Через десять минут пожилая женщина накрыла платком лицо Ла Флера. Наполнявший склад шум поглотил последний крик Ла Флера, его кровь пролилась на грязный дощатый пол.

— Дурной человек. Я видела, как он метнул нож. Вы были быстрее.

Она плотнее завязала шаль вокруг сутулых плечей, жесткие глаза с любопытством изучали Люка.

— С Запада?

Когда Люк кивнул, она подошла ближе, вглядываясь в его лицо.

— Вы собираетесь в Орегон?

— Да, — Люк положил несколько монет в ее ладонь.

Нога горела от боли, тошнота подступила к горлу, мышцы дрожали.

— Похороните его, хорошо? Ее костлявая рука коснулась локтя Люка, когда он повернулся, чтобы уйти.

— Одну минуту, добрый господин. Мне всего двадцать девять, я умираю, виновником всего был Ла Флер. Я отдала моего маленького сына переселенцам, уехавшим на Запад. Симону было только три, и я хотела, чтобы он жил лучше, чем со мной… Ему сейчас пять, и мне нечего оставить ему после смерти… Сохраните одну вещь, этого маленького котенка.

Она коротко улыбнулась, и тень былой красоты скользнула по измученному лицу.

— Маленький Симон любил своего котенка. Как он плакал, когда переселенцы не могли взять их, — у них уже было слишком много ртов. И самое большее, что я могла попросить, — взять моего мальчика как сына. Сэр… Вы отвезете маленького котенка моему сыну и скажете, что он от женщины, которая его очень любит? Просто попытайтесь, это все, что я прошу… Доктор говорит, у меня не больше двух месяцев.

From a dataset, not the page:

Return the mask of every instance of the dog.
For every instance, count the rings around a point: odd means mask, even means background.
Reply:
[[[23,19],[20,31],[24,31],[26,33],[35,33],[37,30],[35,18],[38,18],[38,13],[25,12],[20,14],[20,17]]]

Люк вытер нож и вложил его в чехол на поясе. Его сестры нуждались в помощи, он молился, чтобы в пути добрая рука помогала им. Это было маленькое одолжение для женщины, смотрящей в глаза смерти.

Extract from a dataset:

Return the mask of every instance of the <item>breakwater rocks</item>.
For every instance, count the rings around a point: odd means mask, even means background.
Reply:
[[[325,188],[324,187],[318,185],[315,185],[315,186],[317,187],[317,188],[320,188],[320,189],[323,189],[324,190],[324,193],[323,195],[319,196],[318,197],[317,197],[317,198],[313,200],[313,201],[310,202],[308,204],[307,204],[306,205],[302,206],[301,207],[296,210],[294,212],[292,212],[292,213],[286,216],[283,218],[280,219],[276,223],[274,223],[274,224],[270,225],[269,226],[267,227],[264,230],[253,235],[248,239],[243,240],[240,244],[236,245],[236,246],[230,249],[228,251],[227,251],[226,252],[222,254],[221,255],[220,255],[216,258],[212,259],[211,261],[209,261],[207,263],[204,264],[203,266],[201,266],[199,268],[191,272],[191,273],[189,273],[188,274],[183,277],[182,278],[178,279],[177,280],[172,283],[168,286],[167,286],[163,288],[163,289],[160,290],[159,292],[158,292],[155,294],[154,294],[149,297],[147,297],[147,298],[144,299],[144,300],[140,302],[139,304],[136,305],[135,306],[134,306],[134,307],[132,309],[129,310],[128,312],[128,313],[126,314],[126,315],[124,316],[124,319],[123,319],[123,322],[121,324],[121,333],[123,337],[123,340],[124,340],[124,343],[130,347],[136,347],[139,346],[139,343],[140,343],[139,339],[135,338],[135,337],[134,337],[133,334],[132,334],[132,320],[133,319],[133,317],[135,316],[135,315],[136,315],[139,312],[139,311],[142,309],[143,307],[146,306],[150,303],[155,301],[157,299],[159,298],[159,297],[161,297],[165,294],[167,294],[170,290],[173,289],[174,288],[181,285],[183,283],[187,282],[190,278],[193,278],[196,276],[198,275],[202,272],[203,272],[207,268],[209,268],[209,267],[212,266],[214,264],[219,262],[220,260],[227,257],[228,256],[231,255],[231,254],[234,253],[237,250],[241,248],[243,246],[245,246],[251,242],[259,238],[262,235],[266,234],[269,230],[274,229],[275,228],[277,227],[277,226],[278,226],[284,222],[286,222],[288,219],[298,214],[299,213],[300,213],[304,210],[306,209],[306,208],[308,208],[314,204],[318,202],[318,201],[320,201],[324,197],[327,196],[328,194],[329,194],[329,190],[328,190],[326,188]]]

Он кивнул и дал бедняжке еще денег, которые она спрятала в кармане.

— Сюда, котик, — позвала женщина, и массивный серый котище вперевалку вошел в склад, держа хвост трубой.

Узкие щелки желтых глаз с любопытством уставились на Люка, подранное ухо свисало на бок. Какая-то вонь распространилась в сыром воздухе.

— Газы, — объяснила женщина, сияя от любви. Она медленно, с трудом наклонилась, взяла на руки толстого котяру. Прижатый к плоскому животу хозяйки, он зашипел на Люка.

Она поцеловала покрытую шрамами голову кота.

— Тихо, Лоренцо. Этот добрый джентльмен отвезет тебя к Симону.

Кот снова зашипел, прижав драные уши к голове. Когда женщина бережно передала его Люку, он начал дико царапаться.

В первую неделю апреля Ариэль построила женщин рядом с тремя новыми фургонами. Она, Глэнис, пятнадцать женщин и пятеро детей тихо жили в снятом бедно обставленном домике в Индепенденсе. Мистер Смитсон проводил собеседование в задней комнате магазина, и Ариэль намеревалась точно выполнять свои обязанности в его присутствии.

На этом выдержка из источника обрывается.